The One Who Builds the Archive:
Grassroots Theatre Archives, Audience Participation, and the Self-Writing of Urban Culture

This session takes the article “Nostalgia and Disappearance — Exhibiting Art Archives in Recent Macao” as its starting point, inviting audiences to explore with Mok Sio Chong the history and unique characteristics of archival exhibitions in Macao.

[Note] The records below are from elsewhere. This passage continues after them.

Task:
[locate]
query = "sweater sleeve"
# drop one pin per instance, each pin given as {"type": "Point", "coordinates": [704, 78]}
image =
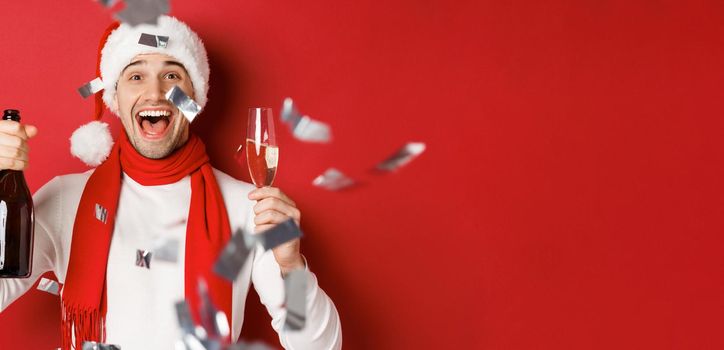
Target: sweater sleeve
{"type": "Point", "coordinates": [45, 202]}
{"type": "Point", "coordinates": [322, 329]}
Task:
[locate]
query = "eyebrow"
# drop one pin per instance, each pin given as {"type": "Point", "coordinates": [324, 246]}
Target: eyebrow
{"type": "Point", "coordinates": [166, 63]}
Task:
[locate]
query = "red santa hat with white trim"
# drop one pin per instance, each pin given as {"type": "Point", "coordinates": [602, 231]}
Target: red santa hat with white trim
{"type": "Point", "coordinates": [92, 142]}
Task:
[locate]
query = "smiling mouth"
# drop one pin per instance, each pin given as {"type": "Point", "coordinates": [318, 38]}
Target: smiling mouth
{"type": "Point", "coordinates": [154, 123]}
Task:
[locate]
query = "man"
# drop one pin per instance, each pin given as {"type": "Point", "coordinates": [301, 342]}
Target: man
{"type": "Point", "coordinates": [155, 185]}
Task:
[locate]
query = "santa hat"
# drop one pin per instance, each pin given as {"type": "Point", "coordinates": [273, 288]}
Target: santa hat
{"type": "Point", "coordinates": [92, 142]}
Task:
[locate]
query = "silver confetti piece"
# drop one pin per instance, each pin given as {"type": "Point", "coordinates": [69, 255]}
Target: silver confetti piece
{"type": "Point", "coordinates": [153, 40]}
{"type": "Point", "coordinates": [101, 213]}
{"type": "Point", "coordinates": [142, 12]}
{"type": "Point", "coordinates": [143, 258]}
{"type": "Point", "coordinates": [403, 156]}
{"type": "Point", "coordinates": [333, 180]}
{"type": "Point", "coordinates": [295, 287]}
{"type": "Point", "coordinates": [233, 256]}
{"type": "Point", "coordinates": [212, 319]}
{"type": "Point", "coordinates": [303, 127]}
{"type": "Point", "coordinates": [222, 324]}
{"type": "Point", "coordinates": [183, 314]}
{"type": "Point", "coordinates": [91, 87]}
{"type": "Point", "coordinates": [184, 103]}
{"type": "Point", "coordinates": [279, 234]}
{"type": "Point", "coordinates": [91, 345]}
{"type": "Point", "coordinates": [49, 286]}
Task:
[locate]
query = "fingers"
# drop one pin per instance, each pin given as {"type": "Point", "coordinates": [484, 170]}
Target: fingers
{"type": "Point", "coordinates": [15, 129]}
{"type": "Point", "coordinates": [14, 164]}
{"type": "Point", "coordinates": [14, 153]}
{"type": "Point", "coordinates": [31, 130]}
{"type": "Point", "coordinates": [276, 204]}
{"type": "Point", "coordinates": [271, 217]}
{"type": "Point", "coordinates": [267, 192]}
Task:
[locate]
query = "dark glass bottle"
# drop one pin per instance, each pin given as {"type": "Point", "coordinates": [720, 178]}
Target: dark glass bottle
{"type": "Point", "coordinates": [16, 220]}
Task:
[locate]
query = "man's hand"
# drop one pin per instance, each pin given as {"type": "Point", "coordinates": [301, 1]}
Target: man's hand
{"type": "Point", "coordinates": [274, 207]}
{"type": "Point", "coordinates": [14, 144]}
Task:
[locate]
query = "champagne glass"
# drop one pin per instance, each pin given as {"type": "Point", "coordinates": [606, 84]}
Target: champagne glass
{"type": "Point", "coordinates": [262, 153]}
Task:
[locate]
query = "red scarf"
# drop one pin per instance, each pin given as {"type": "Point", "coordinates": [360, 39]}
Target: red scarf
{"type": "Point", "coordinates": [207, 230]}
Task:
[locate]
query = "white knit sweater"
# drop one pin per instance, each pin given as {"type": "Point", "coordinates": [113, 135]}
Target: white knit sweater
{"type": "Point", "coordinates": [141, 301]}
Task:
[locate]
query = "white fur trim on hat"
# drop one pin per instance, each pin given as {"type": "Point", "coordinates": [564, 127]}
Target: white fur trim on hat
{"type": "Point", "coordinates": [91, 143]}
{"type": "Point", "coordinates": [183, 44]}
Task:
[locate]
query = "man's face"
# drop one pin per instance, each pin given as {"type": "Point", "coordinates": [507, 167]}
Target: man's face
{"type": "Point", "coordinates": [154, 126]}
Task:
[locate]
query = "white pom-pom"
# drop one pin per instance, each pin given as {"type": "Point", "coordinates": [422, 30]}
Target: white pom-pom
{"type": "Point", "coordinates": [91, 143]}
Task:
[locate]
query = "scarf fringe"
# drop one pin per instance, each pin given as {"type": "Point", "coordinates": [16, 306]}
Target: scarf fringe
{"type": "Point", "coordinates": [81, 324]}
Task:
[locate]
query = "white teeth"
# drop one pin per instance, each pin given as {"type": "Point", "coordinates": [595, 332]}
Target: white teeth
{"type": "Point", "coordinates": [154, 113]}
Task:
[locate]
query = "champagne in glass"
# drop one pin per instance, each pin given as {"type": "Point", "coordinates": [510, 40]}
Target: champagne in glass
{"type": "Point", "coordinates": [262, 153]}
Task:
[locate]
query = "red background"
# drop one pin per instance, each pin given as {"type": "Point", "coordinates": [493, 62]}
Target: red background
{"type": "Point", "coordinates": [570, 196]}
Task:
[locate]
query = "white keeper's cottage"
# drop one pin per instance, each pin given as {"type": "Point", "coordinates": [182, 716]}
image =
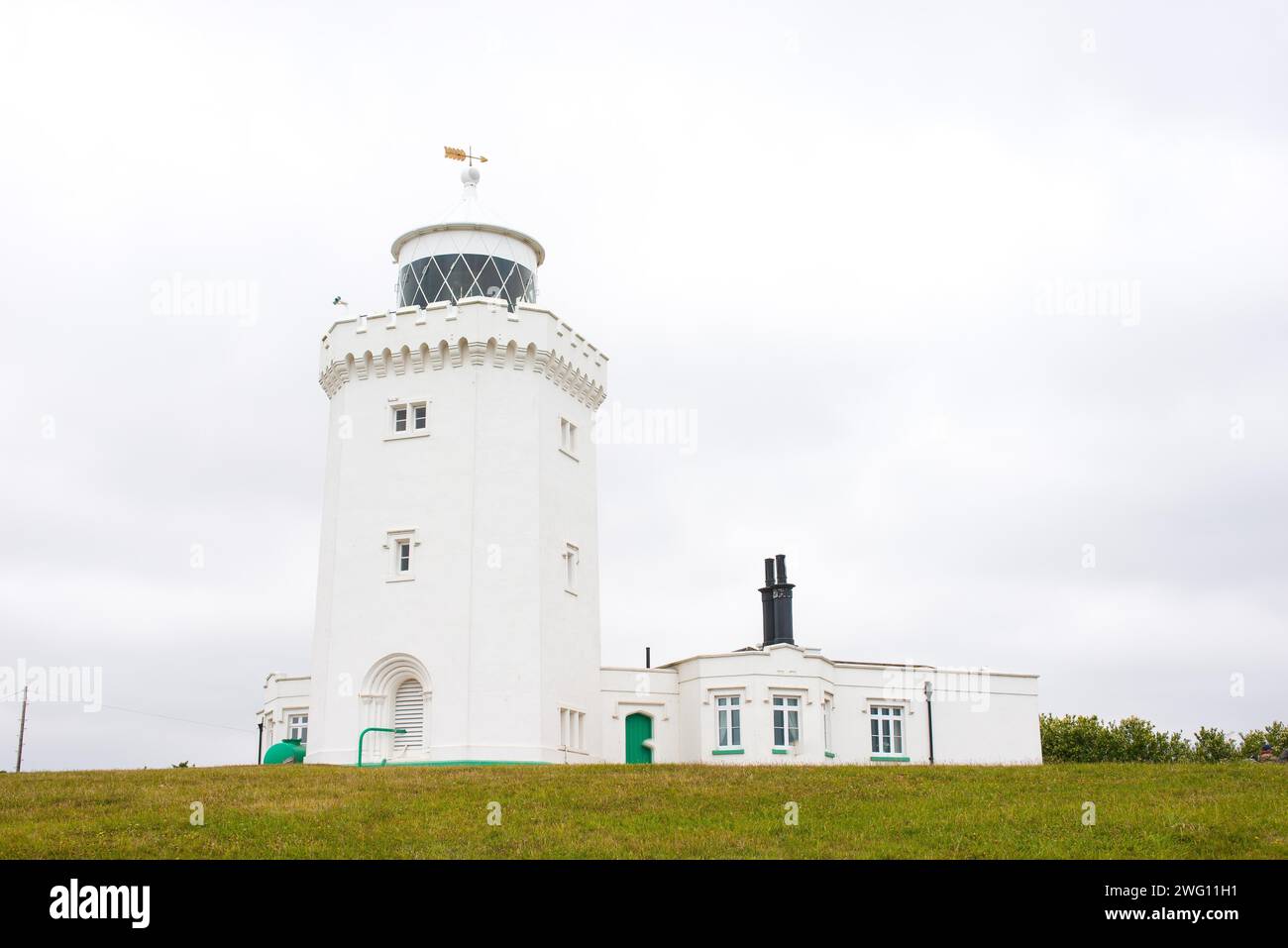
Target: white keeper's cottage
{"type": "Point", "coordinates": [458, 605]}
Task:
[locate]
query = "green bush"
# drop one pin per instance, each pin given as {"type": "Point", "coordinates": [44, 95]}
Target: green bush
{"type": "Point", "coordinates": [1212, 746]}
{"type": "Point", "coordinates": [1275, 733]}
{"type": "Point", "coordinates": [1082, 740]}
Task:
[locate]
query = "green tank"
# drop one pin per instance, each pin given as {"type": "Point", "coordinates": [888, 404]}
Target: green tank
{"type": "Point", "coordinates": [288, 751]}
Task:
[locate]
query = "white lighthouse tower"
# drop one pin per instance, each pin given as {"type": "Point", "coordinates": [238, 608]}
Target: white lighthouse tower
{"type": "Point", "coordinates": [459, 576]}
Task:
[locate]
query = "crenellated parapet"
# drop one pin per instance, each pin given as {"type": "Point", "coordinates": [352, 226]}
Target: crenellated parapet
{"type": "Point", "coordinates": [477, 331]}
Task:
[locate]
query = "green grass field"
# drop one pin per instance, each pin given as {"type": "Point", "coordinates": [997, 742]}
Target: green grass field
{"type": "Point", "coordinates": [1142, 810]}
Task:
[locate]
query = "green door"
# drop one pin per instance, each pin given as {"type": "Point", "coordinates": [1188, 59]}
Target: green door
{"type": "Point", "coordinates": [639, 728]}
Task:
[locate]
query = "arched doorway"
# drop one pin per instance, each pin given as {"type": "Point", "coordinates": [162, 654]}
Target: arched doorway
{"type": "Point", "coordinates": [639, 738]}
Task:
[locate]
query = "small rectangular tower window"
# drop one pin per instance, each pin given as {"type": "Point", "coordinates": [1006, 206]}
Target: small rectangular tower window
{"type": "Point", "coordinates": [402, 545]}
{"type": "Point", "coordinates": [568, 437]}
{"type": "Point", "coordinates": [572, 559]}
{"type": "Point", "coordinates": [408, 419]}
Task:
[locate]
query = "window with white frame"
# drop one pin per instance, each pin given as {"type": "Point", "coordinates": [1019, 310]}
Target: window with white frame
{"type": "Point", "coordinates": [827, 723]}
{"type": "Point", "coordinates": [408, 419]}
{"type": "Point", "coordinates": [567, 437]}
{"type": "Point", "coordinates": [402, 544]}
{"type": "Point", "coordinates": [572, 559]}
{"type": "Point", "coordinates": [787, 720]}
{"type": "Point", "coordinates": [728, 720]}
{"type": "Point", "coordinates": [572, 729]}
{"type": "Point", "coordinates": [297, 727]}
{"type": "Point", "coordinates": [887, 728]}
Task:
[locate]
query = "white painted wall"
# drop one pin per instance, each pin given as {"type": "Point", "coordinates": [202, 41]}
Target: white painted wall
{"type": "Point", "coordinates": [979, 717]}
{"type": "Point", "coordinates": [485, 622]}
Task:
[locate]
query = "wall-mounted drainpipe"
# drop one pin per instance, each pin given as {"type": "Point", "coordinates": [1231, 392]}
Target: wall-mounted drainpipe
{"type": "Point", "coordinates": [930, 720]}
{"type": "Point", "coordinates": [382, 730]}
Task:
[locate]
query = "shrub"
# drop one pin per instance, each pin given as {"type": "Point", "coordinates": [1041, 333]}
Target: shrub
{"type": "Point", "coordinates": [1274, 733]}
{"type": "Point", "coordinates": [1212, 746]}
{"type": "Point", "coordinates": [1082, 740]}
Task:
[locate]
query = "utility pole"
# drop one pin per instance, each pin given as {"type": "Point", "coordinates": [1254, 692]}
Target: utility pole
{"type": "Point", "coordinates": [22, 729]}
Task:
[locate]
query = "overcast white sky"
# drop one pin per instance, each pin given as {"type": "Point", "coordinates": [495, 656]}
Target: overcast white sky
{"type": "Point", "coordinates": [824, 231]}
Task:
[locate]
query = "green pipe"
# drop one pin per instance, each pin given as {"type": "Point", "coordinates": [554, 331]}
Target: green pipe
{"type": "Point", "coordinates": [384, 730]}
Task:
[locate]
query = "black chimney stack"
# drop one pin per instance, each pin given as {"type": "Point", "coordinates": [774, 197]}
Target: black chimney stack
{"type": "Point", "coordinates": [776, 603]}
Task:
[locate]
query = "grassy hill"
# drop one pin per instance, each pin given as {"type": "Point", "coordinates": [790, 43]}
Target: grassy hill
{"type": "Point", "coordinates": [1142, 810]}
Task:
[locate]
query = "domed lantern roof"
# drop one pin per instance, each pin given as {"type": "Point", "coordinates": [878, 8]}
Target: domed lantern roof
{"type": "Point", "coordinates": [467, 253]}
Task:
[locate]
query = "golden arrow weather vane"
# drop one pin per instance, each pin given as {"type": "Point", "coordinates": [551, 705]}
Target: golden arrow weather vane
{"type": "Point", "coordinates": [463, 155]}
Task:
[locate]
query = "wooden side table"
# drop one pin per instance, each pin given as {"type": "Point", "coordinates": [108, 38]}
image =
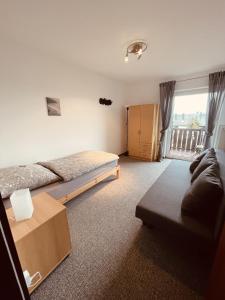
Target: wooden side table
{"type": "Point", "coordinates": [43, 241]}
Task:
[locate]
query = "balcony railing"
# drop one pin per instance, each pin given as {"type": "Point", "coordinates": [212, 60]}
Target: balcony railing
{"type": "Point", "coordinates": [187, 139]}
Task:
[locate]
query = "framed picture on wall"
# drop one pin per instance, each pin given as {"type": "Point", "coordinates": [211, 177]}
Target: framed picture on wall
{"type": "Point", "coordinates": [53, 106]}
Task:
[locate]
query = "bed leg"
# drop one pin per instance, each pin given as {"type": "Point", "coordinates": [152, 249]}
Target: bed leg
{"type": "Point", "coordinates": [118, 172]}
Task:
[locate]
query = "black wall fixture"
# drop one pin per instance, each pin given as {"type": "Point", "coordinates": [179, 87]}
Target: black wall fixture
{"type": "Point", "coordinates": [105, 101]}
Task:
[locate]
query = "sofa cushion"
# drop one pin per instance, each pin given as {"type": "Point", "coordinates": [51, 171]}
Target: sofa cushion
{"type": "Point", "coordinates": [20, 177]}
{"type": "Point", "coordinates": [203, 197]}
{"type": "Point", "coordinates": [207, 160]}
{"type": "Point", "coordinates": [161, 205]}
{"type": "Point", "coordinates": [197, 160]}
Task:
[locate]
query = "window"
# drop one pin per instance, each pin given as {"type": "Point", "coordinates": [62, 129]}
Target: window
{"type": "Point", "coordinates": [190, 111]}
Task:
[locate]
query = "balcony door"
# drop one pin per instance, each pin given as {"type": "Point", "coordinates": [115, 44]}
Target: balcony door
{"type": "Point", "coordinates": [187, 131]}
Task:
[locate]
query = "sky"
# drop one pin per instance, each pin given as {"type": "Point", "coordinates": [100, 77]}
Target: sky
{"type": "Point", "coordinates": [190, 103]}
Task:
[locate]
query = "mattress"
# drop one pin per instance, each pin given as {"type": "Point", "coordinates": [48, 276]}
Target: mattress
{"type": "Point", "coordinates": [60, 189]}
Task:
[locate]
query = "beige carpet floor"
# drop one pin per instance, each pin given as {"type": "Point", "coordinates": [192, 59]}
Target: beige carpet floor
{"type": "Point", "coordinates": [114, 256]}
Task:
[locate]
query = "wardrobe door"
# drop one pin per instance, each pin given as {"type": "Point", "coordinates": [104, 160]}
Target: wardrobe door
{"type": "Point", "coordinates": [134, 125]}
{"type": "Point", "coordinates": [146, 137]}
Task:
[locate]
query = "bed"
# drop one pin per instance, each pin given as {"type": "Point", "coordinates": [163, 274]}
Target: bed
{"type": "Point", "coordinates": [63, 178]}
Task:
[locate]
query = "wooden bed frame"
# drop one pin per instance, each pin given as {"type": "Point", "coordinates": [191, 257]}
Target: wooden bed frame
{"type": "Point", "coordinates": [114, 171]}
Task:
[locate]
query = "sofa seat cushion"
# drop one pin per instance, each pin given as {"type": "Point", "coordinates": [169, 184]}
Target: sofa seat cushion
{"type": "Point", "coordinates": [206, 161]}
{"type": "Point", "coordinates": [161, 205]}
{"type": "Point", "coordinates": [203, 197]}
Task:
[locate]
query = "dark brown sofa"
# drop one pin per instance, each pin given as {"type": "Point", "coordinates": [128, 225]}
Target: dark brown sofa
{"type": "Point", "coordinates": [161, 205]}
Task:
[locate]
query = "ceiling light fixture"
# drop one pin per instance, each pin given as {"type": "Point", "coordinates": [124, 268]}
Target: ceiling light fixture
{"type": "Point", "coordinates": [137, 48]}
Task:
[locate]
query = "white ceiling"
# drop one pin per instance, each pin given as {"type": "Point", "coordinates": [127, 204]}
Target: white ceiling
{"type": "Point", "coordinates": [184, 37]}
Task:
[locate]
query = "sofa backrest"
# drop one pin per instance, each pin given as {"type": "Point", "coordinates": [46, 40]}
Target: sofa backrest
{"type": "Point", "coordinates": [220, 154]}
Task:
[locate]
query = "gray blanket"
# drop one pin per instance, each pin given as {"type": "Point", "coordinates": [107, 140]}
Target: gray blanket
{"type": "Point", "coordinates": [75, 165]}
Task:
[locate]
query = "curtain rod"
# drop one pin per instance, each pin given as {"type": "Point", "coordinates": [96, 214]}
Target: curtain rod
{"type": "Point", "coordinates": [192, 78]}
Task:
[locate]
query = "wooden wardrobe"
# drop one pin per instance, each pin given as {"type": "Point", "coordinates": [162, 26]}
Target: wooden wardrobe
{"type": "Point", "coordinates": [143, 131]}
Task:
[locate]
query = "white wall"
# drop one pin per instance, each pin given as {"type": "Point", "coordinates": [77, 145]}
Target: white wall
{"type": "Point", "coordinates": [27, 134]}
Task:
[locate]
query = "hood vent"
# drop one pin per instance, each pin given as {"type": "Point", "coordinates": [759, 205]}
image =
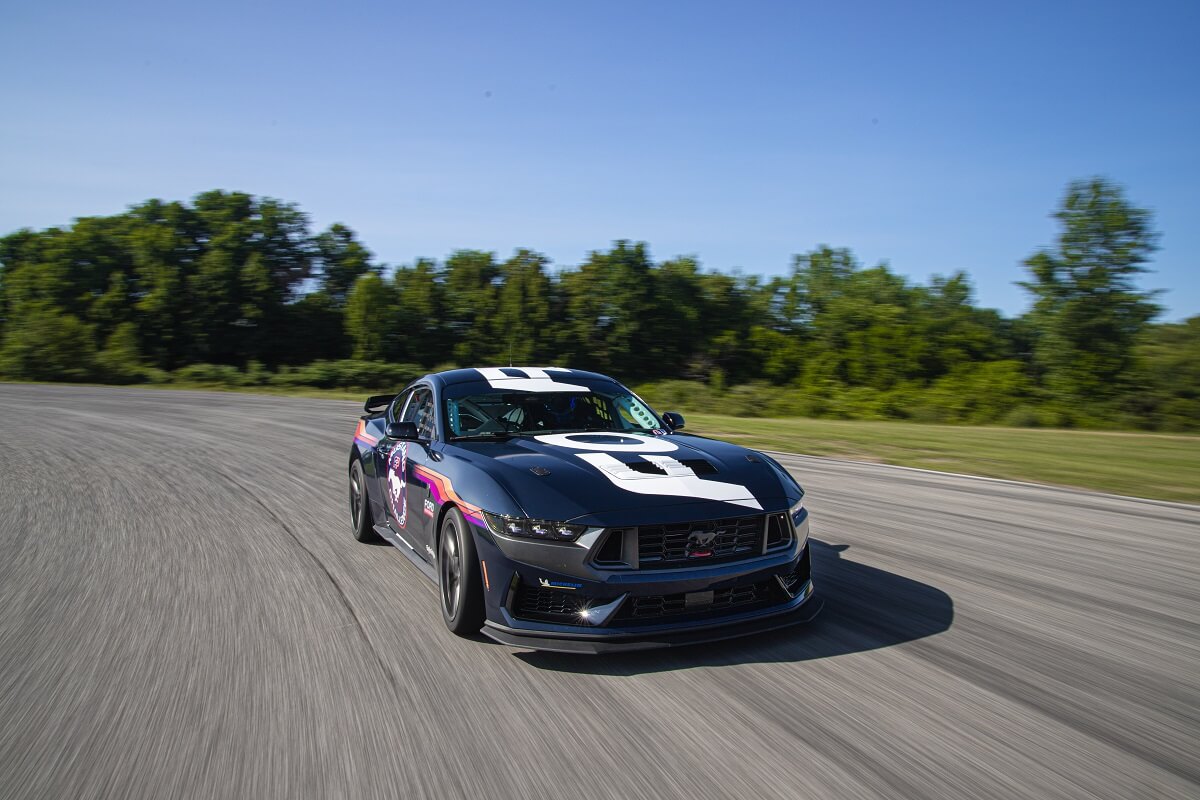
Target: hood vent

For many years, Macao’s theatre archives were dispersed across various civil organizations and individuals. Yet in recent years, exhibitions of theatre documents have offered new perspectives—archives are no longer merely the “results” of history, but processes in which audiences, creators, and citizens actively participate. From 2019’s ⌘O to 2022’s from Scene → to Zine, audiences engaged with archives through embodied actions such as “opening, exploring, illuminating, and making,” constructing their own theatre histories through participation.

Speaker: Mok Sio Chong

Photography: Cheng Tung

Mok Sio Chong is a Macao theatre director, critic, and cultural event curator. He serves as the editor-in-chief of Theatre.Reading quarterly and the “Pinto” website, as well as the chairperson of the Macao Theatre Cultural Society. His work focuses on promoting theatre criticism, researching Macao’s theatre history, and organizing archival materials. He has directed over twenty theatre productions exploring themes of urban memory, local history, and personal oral narratives.

Crews

出品/製作:
製作人:
執行製作:
講者:
莫兆忠

Time and Tickets

Capacity|Limited to 45 participants
Admission|Free registration (please sign up as a Center x Center member to claim your e-ticket). On-site registration may be available depending on capacity.

Notice

Entry Rules| Entry opens at 6:30 PM. Please present your e-ticket upon entry.
(Yes, you really do need to show your e-ticket! Please be kind to the check-in staff!)

Exit Reminder| At the end of the event, please take all your trash with you.
(Seriously—everyone needs to take their own trash. Let’s reduce waste together; don’t make things hard for the organizers or the planet!)